CSI Dikmen


* “Behzat Ç.” romanı “Her Temas İz Bırakır”ı yazarken, yayınlanacak mı diye endişe duymuşsunuz. Herhalde bu kadar popülerleşecek bir diziye dönüşeceği aklınızdan geçmezdi.

Romanı yazarken ben sadece bunu bitirebilir miyim acaba diye düşünüyordum. Ben bundan önce dört tane romana başladım. Bitiremedim. Behzat Ç. beşinci romandı. Onun da yarısındayken, bilgisayarda dönüşüm kutusuna atmıştım. Dedim bu olmuyor, olmuyor işte, bu roman da bitmeyecek! Artık eskisi gibi taslakları yakamıyorsun tabii. Bir arkadaşım bilgisayarın geri dönüşüm kutusundan indirdi, okudu. “Bu çok heyecanlı gidiyor” dedi. “Bu şimdi ne olacak, nasıl olacak?” diye sorular sormaya başladı. Dedim ki ben bunu bitireyim. O zaman 2006’nın nisan ayıydı. Haziranda Dünya Kupası vardı, o zamana kadar bitirip rahat rahat Dünya Kupası’nı izlemeyi düşünüyordum. Yetişmedi. Haziran ayında bir maç seyrediyorum, sonra tekrar yazıyorum. Tam final gününde bitti. Romanı İletişim Yayınları’na bıraktım. 15 gün sonra Tanıl Bora aradı. Normalde edebiyat editörü olmamasına rağmen Ankara’da geçiyor diye almış, sonuna kadar okumuş. Başka bilenlere okuttu. Sonra “Basmak istiyoruz” dedi. Sonra da gerisi geldi.

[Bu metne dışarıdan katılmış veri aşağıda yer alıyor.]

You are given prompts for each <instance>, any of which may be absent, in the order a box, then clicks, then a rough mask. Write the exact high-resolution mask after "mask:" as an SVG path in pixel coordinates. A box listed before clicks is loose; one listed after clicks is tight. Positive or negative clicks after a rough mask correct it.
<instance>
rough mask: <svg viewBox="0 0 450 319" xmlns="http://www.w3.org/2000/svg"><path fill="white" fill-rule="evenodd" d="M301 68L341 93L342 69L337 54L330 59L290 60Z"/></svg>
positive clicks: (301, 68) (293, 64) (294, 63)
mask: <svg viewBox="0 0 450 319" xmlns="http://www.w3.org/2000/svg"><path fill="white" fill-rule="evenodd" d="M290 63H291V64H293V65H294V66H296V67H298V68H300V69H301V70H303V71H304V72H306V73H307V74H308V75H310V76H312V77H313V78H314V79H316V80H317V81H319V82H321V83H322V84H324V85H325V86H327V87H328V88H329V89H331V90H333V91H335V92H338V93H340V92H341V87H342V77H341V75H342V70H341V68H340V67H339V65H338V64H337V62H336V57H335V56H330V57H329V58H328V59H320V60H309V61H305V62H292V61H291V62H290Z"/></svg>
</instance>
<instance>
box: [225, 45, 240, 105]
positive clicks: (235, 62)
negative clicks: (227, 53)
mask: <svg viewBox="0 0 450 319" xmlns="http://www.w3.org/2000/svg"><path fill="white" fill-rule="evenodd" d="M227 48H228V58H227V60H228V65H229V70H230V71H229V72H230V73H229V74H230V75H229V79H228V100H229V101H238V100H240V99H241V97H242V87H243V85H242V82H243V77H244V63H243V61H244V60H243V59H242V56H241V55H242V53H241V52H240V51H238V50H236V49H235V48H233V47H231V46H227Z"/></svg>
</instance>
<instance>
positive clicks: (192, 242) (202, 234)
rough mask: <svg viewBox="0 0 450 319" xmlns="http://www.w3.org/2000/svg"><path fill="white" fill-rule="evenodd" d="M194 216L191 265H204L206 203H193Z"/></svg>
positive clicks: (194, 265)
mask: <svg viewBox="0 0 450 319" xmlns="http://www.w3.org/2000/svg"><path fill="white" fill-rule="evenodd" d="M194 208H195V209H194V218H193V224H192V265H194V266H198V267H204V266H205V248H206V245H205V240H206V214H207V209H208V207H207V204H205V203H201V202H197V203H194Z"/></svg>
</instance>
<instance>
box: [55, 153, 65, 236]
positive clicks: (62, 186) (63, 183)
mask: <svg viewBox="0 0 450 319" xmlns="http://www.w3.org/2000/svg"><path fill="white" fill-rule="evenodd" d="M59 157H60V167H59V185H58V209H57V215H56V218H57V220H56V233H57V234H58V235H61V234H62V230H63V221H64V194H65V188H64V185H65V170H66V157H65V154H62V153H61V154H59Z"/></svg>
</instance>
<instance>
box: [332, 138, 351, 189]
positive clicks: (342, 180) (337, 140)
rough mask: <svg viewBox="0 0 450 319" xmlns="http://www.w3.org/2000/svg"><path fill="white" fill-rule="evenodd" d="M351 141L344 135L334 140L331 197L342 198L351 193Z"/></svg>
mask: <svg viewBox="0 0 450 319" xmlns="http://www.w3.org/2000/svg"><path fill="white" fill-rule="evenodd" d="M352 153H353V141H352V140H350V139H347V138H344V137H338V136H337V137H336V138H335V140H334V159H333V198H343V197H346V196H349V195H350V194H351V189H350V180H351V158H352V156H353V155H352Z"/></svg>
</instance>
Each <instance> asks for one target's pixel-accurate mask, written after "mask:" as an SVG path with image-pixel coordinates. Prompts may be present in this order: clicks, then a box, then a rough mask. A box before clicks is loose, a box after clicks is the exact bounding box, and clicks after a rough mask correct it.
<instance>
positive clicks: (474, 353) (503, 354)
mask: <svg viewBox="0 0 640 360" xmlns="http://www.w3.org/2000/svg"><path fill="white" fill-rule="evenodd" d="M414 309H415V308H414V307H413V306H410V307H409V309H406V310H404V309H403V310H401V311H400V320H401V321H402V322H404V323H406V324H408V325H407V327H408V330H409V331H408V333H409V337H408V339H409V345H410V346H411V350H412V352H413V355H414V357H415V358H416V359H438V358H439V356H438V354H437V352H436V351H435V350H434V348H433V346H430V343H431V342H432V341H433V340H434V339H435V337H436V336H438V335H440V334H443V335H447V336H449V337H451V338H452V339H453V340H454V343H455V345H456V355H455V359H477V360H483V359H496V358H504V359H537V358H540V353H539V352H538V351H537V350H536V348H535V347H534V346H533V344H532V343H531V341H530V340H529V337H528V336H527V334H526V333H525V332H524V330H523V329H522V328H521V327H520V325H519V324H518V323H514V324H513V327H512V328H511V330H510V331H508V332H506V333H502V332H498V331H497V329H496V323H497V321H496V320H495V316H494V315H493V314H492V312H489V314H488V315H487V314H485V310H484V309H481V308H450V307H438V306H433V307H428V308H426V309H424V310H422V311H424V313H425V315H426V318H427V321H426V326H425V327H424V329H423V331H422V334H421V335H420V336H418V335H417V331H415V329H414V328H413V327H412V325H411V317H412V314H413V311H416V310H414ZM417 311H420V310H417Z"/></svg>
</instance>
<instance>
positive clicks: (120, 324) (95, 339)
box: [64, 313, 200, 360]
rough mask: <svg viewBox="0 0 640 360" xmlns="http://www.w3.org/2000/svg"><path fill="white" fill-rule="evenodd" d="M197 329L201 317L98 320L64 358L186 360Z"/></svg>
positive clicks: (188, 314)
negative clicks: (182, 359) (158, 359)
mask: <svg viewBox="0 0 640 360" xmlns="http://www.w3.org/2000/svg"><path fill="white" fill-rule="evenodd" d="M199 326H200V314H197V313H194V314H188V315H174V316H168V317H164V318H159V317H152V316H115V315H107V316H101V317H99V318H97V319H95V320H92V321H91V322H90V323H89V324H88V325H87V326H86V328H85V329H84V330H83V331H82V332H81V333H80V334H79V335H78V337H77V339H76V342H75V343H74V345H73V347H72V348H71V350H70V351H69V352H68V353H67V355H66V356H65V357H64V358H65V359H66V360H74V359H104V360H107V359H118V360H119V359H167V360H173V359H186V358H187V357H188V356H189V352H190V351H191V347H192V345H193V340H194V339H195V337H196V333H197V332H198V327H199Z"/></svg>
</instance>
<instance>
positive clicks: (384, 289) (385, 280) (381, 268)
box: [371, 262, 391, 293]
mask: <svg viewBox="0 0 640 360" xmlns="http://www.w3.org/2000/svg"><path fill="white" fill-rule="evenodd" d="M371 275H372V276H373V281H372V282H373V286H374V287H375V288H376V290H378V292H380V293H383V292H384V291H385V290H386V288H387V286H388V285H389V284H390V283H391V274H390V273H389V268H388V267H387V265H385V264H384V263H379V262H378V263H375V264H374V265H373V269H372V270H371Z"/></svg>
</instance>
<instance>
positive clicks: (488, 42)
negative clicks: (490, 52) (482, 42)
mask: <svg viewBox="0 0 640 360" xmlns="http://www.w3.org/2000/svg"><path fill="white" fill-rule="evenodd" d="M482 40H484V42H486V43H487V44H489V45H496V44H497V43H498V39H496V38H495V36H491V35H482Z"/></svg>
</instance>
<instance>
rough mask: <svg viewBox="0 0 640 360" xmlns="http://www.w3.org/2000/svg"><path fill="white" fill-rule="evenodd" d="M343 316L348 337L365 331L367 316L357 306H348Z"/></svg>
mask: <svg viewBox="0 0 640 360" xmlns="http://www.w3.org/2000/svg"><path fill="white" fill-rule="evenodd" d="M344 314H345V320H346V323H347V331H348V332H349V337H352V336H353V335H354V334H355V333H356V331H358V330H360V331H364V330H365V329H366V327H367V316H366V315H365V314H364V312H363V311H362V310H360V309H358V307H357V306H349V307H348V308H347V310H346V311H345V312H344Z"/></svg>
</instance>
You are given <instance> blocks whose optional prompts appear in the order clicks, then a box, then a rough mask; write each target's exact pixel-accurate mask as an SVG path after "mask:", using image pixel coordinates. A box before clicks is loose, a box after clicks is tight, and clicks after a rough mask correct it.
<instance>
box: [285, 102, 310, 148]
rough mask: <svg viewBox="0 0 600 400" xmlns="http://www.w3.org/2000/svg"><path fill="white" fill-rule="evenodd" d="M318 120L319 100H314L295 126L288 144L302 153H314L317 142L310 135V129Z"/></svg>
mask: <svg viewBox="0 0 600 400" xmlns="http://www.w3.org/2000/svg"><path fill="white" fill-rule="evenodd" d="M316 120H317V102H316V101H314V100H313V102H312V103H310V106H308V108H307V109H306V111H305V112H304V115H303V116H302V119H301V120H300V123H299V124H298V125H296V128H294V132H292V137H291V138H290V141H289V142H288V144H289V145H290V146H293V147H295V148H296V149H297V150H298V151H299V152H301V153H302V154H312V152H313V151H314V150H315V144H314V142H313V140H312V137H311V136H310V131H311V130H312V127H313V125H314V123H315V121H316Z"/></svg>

1.Emrah Serbes'in "Kafka terk" olduğunu öğrenmek iyi mi oldu, yoksa kötü mü, bilemiyorum. Ama bu hikayeyle (roman, dizi ya da film de diyebiliriz belki, ama böyle daha doğru gibi) ucu ucuna tanıştığımızı öğrenmek, biraz ürpertici. En iyisi bunu düşünmemek.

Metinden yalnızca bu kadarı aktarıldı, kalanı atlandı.